Everyone welcomed us when we got to the base. I was a bit nervous, anxious, and overwhelmed but I just stayed calm and listened to all the instructions I was receiving. The rest of the day was just getting situated, learning where everything was and meeting new people.  I set my tent up on the roof; the only spaces left were along the barbed wire fence. They suggested that we be careful that we sleep there because there have been a lot of break ins.  But the guard tower is right there, so I am thinking that it will be okay….

That night, one of the volunteers, Jason took me to the local bar called Jo’s.  This is the “hangout spot for the locals and the people on base”.  However, a bar in Haiti is not like a bar back home. It is a small shack with soda and a couple of beers. Usually it is gated and you only enter to buy your drink and leave. Luckily at Jo’s there is a big patio where everyone sits.  We sat there most of the night and everyone hung out; it was good to meet all of the people that I would be working with.  While we were there, I was constantly questioned about drinking…I guess its good to know that no matter where yo go in the world you are constantly peer pressured. hmmm..    Also it is hard explaining in Creole (I am only learning) why I dont drink. Instead they take it as an offense, that yo dont like their kind of beer. I think it may be hard to stand my ground for this trip.

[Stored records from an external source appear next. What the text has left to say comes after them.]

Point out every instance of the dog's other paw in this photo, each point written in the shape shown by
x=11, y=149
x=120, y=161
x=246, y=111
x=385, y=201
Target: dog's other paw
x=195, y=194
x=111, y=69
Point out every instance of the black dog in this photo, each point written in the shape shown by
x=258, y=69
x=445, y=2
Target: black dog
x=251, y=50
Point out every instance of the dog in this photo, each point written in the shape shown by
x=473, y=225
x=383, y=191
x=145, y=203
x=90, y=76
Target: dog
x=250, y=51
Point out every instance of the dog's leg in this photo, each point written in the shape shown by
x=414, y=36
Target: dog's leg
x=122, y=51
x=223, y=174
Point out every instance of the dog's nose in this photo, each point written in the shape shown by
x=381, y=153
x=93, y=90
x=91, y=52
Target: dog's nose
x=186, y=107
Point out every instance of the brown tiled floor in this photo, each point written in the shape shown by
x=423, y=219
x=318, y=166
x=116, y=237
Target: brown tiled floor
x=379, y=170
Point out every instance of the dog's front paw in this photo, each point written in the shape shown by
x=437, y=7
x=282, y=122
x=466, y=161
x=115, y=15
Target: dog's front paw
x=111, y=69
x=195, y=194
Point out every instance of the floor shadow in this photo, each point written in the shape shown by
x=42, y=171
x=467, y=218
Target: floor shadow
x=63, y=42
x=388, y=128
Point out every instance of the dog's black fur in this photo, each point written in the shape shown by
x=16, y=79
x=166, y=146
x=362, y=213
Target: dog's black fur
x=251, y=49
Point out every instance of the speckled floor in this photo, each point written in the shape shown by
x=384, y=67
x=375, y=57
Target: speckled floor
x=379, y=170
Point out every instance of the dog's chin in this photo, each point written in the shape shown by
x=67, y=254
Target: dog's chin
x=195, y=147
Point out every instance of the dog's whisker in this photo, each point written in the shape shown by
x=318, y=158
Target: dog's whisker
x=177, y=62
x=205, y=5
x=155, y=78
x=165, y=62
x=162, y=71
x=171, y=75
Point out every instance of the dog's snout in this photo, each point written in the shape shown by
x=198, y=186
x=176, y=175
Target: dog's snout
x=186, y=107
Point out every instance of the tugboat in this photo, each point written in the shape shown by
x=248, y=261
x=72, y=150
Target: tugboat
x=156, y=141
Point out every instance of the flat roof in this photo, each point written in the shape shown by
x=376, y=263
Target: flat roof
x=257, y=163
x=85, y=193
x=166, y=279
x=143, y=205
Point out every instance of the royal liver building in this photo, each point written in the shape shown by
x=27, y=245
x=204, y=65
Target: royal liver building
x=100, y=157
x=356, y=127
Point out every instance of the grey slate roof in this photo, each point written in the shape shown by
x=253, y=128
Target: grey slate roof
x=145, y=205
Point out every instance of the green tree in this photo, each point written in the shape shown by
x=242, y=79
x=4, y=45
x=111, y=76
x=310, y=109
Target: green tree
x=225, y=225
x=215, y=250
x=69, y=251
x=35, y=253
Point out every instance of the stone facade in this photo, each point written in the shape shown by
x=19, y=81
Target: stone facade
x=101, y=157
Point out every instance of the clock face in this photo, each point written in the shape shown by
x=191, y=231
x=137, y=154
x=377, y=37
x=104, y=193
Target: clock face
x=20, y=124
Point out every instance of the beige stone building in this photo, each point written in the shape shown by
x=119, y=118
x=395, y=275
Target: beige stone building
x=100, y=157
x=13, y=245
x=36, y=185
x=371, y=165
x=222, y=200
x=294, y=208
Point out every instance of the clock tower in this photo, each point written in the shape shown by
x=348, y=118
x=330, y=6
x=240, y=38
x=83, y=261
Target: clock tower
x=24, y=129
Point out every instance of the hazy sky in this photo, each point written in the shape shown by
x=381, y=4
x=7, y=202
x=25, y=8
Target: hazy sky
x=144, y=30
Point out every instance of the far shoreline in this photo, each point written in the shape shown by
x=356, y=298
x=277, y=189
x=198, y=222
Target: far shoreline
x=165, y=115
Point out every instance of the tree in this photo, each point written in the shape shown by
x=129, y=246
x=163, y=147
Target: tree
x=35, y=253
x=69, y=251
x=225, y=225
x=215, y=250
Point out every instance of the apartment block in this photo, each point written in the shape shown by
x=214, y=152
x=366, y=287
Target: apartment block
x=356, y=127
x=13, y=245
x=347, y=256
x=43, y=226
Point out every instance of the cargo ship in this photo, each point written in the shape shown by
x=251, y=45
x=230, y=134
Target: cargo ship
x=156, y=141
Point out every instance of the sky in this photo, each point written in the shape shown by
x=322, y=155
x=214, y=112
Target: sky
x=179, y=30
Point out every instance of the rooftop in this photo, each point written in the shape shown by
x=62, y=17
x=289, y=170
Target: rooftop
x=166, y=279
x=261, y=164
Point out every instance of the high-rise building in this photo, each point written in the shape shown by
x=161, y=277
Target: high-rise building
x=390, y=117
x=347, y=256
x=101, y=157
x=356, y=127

My first day in Haiti was pretty crazy! Everything was just so surreal.  Haiti is just such a beautiful country. Everyone is so gracious, happy and giving.  It is nothing like you see back home, actually seeing this poverty first hand and all of the damage from the earthquake, it is mind-boggling. You really cant fathom what it is like here. It really just seems like mayhem when you drive through the streets here, but people live so peacefully, and it is really actually somewhat organized, in a bizarre way.